A musician who wants to tour Europe to heal the “huge divisions” caused by Brexit has been given a grant by the UK Department for International Trade.
Matthew Herbert said he wanted to correct the impression created by Leave campaigners that the UK was “retreating into an absurd little enclave”.
He said he wanted to get the message out: “We are still listening, we want to be friends, we want to collaborate.”
Herbert has also set Article 50 to music and plans Brexit-themed concerts.
The experimental musician, who also gets funding from the British Council, is one of 12 artists sharing £181,944 grant money from the department headed by Liam Fox, who was one of the key campaigners for a Leave vote in the UK’s 2016 EU referendum.
So far the department – which aims to promote international trade and is seeking to agree free trade agreements after Brexit – has handed out £2.4m to support British acts in their bid to “become the next Adele or Ed Sheeran”.
As well as Matthew Herbert, the twice Mercury prize-nominated Ghostpoet and Public Service Broadcasting have also been named as the latest recipients of the grants under the Music Export Growth Scheme, although the department would not say how much each has received.
Herbert, who was last year commissioned by BBC Radio 3 to deconstruct Beethoven – see the tweet below for how he did it – is known for his use of sampled sounds.

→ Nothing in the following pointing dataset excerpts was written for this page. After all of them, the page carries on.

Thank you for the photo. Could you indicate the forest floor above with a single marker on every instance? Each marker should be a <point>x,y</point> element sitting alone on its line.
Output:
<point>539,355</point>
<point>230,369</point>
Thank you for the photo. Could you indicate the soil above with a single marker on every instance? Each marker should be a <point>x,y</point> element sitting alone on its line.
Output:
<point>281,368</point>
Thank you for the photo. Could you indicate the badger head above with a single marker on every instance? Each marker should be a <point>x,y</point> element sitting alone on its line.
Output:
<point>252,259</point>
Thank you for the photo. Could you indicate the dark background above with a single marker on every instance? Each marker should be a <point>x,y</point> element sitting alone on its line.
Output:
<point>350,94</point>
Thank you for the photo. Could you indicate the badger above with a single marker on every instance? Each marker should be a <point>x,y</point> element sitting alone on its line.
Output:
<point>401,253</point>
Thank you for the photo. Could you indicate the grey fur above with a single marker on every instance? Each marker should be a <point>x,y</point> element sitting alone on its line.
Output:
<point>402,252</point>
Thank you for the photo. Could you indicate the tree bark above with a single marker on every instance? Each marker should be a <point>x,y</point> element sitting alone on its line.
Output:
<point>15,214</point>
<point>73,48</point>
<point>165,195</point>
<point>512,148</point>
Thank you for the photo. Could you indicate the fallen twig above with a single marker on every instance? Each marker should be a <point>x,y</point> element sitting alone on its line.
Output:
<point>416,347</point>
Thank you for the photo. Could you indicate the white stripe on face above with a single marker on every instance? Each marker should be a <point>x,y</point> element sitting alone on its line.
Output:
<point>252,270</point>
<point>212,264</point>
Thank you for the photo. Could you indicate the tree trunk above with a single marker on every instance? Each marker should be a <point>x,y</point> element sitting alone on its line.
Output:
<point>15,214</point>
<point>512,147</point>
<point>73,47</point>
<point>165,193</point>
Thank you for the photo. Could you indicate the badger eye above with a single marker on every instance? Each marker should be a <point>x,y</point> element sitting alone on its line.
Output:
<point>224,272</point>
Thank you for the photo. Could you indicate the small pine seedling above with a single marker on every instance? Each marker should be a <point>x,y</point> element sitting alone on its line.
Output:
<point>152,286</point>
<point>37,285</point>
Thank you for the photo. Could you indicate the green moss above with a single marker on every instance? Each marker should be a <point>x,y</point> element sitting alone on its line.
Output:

On one previous album he chronicled the life cycle of a pig through the noises it made.
In a recent performance at The Barbican, in London, the percussion for one song was provided by ripping up copies of the Daily Mail, according to the Politico website.
He told the website: “I want to create something that’s the opposite of Brexit – about collaboration, about creativity, about love rather than hate.”
He launched his Brexit Big Band project earlier this year with a website that allows anyone to upload three seconds of Brexit-themed noise to form part of a “sonic petition”.
He has also set Article 50, the treaty clause taking Britain out of the EU, to music and plans a series of Brexit-themed concerts and workshops culminating in the release of an album at the same moment Britain leaves the EU in March 2019.
Writing on the Brexit Big Band website, Herbert said: “The message from parts of the Brexit campaign were that as a nation we are better off alone.
“I refute that idea entirely and wanted to create a project that embodies the idea of collaboration from start to finish.”
Grants under the Music Export Growth Scheme are decided by a panel of music industry executives and trade policy minister Baroness Fairhead, the former chair of the BBC Trust.
Each artist receives least £5,000, according to the criteria set out by the BPI, which administers the scheme.
Applications are judged on their individual merits, “not political views,” the department says, and must “show traction in the UK and their target market as well as having a robust plan for making a success of the international activity”.
Baroness Fairhead said: “The UK is a world leader in music exports and recognised for its exceptional home-grown talent around the globe.
“Through the music exports scheme, we help to nurture the talent of the future to explore new global markets.”